There's no infinite recursion, only some level of finite recursive
simulation.
>
PO gets confused, because his SHD HHH simply /doesn't/ simulate DD to
completion. It aborts, and then decides non-halting. That's the
reverse of what you said in the first paragraph. So your thread title
is misleading - PO is actually *incorrect*. I've corrected the title
to avoid confusion.
>
No, halting the simulation is NOT THE SAME as a halting result of
HALTING for what is being simulated. I have changed the subject title
back, you jackass.
>
Where did I say it was the same? /YOU/ said above that PO's SHD should
decide *as if* the simulation was run to completion. [your
highlighting]. If DD is simulated to completion it halts,
so by your logic his SHD should decide halting. Instead it decides
neverhalts.
>
No, if an IDEAL simulation runs to completion it NEVER completes as the
recursion is INFINITE however a practical simulator has finite resources
(and a valid decider must decide in finite time) so cannot run forever so
instead we abort the simulation early if we detect infinite recursion with
a correct halting result of NON-HALTING. This is in accordance with
Flibble's Law.
>
/Flibble
>
>
As I said above, the recursion in the case of PO's DD is NOT INFINITE.
void DDD()
{
HHH(DDD);
return;
}
Then show how *DDD SIMULATED BY HHH* halts.

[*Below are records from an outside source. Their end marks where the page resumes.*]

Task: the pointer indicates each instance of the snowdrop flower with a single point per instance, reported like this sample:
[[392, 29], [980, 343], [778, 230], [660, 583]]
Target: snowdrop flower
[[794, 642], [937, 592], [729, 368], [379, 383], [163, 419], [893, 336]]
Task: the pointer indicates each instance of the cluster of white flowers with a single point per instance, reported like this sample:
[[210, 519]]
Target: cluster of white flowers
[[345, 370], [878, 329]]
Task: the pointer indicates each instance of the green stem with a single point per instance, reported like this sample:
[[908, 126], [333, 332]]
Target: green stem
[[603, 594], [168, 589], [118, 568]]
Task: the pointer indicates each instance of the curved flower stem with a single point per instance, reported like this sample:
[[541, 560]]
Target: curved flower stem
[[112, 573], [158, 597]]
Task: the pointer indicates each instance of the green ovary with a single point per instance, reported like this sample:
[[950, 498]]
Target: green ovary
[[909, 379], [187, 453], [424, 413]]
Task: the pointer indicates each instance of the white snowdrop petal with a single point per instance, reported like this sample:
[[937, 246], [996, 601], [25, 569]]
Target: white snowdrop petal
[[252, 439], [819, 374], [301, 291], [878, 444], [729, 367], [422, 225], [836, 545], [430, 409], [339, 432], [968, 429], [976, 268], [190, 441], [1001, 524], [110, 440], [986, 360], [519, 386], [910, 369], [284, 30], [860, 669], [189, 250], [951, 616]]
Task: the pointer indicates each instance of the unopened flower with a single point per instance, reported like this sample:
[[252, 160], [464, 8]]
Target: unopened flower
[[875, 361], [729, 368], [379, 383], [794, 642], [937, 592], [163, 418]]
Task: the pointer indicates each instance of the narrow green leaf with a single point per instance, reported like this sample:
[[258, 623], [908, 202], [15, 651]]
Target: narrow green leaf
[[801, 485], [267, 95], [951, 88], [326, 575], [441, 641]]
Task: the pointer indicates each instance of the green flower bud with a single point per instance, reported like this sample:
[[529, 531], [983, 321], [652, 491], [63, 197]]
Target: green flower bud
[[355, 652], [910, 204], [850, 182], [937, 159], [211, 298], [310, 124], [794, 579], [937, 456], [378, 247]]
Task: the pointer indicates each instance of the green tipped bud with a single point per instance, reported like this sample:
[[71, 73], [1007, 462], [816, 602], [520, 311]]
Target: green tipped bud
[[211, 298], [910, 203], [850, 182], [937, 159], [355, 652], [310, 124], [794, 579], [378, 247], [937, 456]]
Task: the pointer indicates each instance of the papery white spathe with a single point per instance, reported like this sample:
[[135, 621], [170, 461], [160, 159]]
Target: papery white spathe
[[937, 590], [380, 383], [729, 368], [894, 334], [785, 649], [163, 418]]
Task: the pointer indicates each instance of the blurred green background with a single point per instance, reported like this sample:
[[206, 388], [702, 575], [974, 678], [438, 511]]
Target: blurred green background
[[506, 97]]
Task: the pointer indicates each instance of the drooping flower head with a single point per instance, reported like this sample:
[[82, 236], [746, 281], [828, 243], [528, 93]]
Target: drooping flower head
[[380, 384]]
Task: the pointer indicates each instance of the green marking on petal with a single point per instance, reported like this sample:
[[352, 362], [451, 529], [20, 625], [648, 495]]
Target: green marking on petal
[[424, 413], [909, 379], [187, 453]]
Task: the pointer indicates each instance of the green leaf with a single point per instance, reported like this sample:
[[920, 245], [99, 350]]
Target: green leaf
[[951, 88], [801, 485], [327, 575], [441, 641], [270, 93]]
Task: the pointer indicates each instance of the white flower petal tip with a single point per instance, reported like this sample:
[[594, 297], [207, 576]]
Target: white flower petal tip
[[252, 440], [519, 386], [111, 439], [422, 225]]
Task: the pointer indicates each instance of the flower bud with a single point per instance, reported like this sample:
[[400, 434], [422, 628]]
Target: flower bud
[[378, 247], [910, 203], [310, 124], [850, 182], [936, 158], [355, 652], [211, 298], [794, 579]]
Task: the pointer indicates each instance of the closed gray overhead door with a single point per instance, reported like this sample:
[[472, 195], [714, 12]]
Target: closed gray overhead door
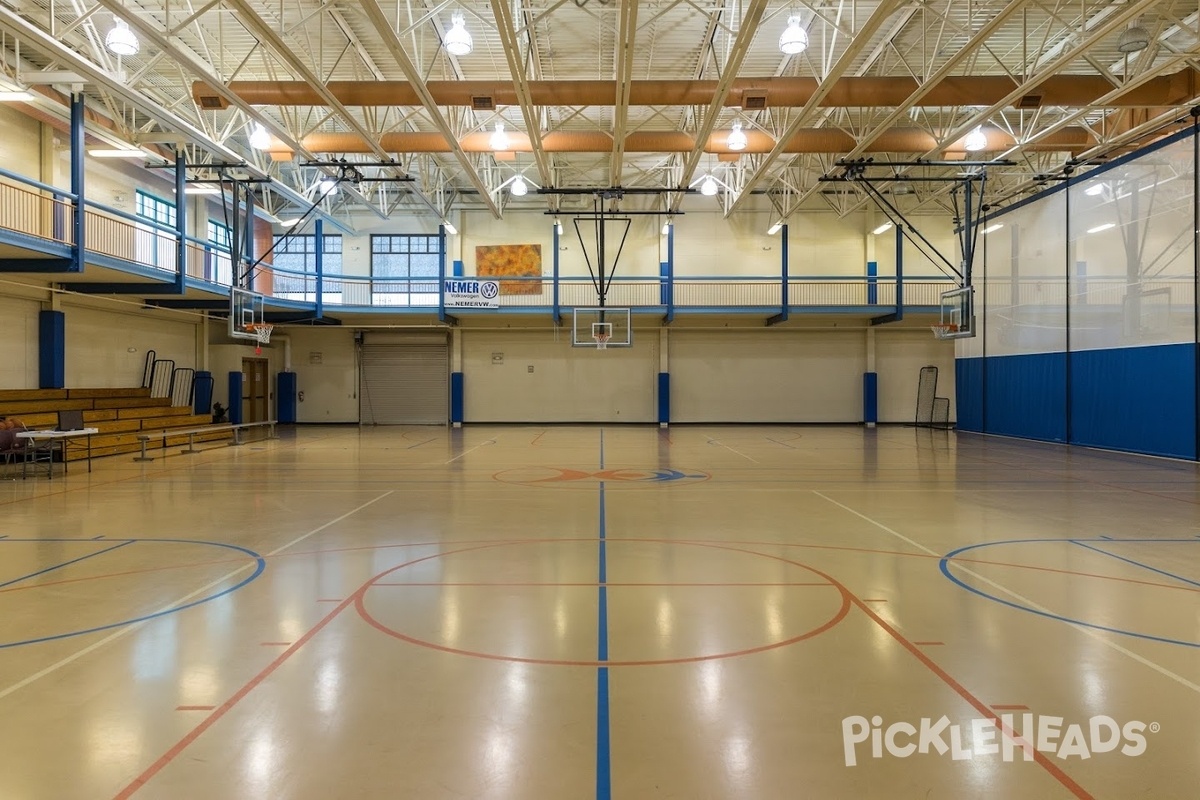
[[405, 384]]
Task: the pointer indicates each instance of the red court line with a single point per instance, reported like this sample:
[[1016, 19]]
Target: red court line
[[360, 605], [221, 710], [592, 584], [961, 691]]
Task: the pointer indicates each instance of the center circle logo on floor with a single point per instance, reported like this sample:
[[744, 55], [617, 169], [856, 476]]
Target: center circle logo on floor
[[544, 475]]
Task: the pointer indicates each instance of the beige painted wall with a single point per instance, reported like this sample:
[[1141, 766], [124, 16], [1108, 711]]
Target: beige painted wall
[[774, 376], [18, 342], [327, 372], [565, 384], [108, 348]]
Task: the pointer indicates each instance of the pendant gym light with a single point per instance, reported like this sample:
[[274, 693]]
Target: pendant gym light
[[499, 139], [457, 41], [120, 40], [737, 139], [259, 139], [795, 40]]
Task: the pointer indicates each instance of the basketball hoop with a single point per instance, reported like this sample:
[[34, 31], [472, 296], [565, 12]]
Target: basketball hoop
[[263, 332], [601, 332], [945, 330]]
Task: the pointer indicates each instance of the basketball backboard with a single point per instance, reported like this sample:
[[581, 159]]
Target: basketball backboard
[[957, 314], [601, 328], [246, 313]]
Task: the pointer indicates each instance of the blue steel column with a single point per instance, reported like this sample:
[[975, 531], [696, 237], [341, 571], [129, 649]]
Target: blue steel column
[[442, 274], [783, 311], [555, 310], [671, 274], [318, 235], [180, 222], [77, 182]]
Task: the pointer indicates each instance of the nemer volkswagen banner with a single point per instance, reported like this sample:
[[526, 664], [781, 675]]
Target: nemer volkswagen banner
[[472, 294]]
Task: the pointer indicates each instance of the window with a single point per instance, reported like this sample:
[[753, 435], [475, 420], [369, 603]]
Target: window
[[409, 266], [294, 266], [219, 266], [155, 209], [154, 246]]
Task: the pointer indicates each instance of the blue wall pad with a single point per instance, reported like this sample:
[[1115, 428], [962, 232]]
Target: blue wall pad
[[1135, 398], [235, 397], [969, 394], [870, 396], [1026, 396], [52, 349], [203, 394], [286, 396], [456, 396]]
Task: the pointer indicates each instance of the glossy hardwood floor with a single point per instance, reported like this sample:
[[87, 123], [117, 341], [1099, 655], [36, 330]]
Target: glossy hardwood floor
[[531, 613]]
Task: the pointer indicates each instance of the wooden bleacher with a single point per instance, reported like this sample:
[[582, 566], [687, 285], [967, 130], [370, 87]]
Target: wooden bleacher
[[119, 414]]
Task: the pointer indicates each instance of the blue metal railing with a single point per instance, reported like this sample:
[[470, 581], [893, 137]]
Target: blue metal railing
[[127, 236]]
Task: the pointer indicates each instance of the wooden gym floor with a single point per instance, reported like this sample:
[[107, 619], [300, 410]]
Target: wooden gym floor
[[623, 612]]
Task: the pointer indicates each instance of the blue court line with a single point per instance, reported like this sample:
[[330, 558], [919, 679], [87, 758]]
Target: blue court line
[[1144, 566], [59, 566], [945, 566], [604, 752], [261, 566]]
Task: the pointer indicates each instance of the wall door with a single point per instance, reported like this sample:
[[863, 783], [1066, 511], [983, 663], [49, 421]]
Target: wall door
[[256, 396], [405, 380]]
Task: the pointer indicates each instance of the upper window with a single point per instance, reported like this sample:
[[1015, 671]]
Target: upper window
[[405, 257], [155, 209], [294, 265]]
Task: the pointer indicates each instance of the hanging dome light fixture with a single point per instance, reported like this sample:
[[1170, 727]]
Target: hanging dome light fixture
[[499, 139], [120, 40], [795, 40], [737, 139], [1133, 38], [259, 139], [457, 40], [976, 140]]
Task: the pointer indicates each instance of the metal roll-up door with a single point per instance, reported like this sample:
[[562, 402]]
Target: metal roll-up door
[[405, 383]]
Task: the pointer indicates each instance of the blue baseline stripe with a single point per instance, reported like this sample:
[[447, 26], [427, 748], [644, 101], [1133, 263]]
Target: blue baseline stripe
[[1144, 566], [604, 768], [604, 752], [261, 566], [59, 566]]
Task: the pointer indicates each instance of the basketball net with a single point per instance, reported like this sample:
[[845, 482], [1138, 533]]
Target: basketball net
[[263, 331]]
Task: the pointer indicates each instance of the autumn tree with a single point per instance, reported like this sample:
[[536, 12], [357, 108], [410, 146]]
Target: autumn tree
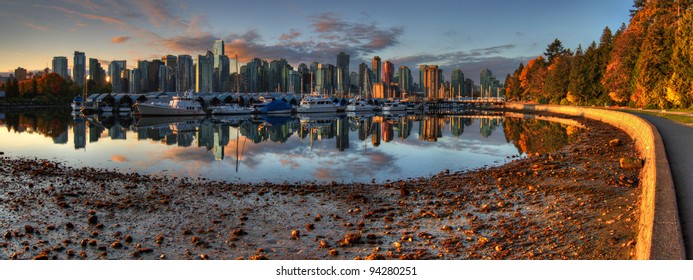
[[679, 90]]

*Its like you don't even know what recursion is*
The simulation of DDD by HHH1, includes the call from DDD to HHH, which simulates DDD. You claim that this simulation of DDD by HHH is a correct simulation and the simulation by HHH1 shows that the simulation of DDD by HHH halts.
Why dreaming of an infinite recursion, when your code includes code to abort? The infinite recursion is only in your dreams. In the actual code, there is no infinite recursion. Of course, it is not correct to abort the halting code, but this abort is also the reason why the input specifies a halting program.
It has been proven that no correct code is possible, why do you keep asking for a correction. Is 'does not exist' over your head?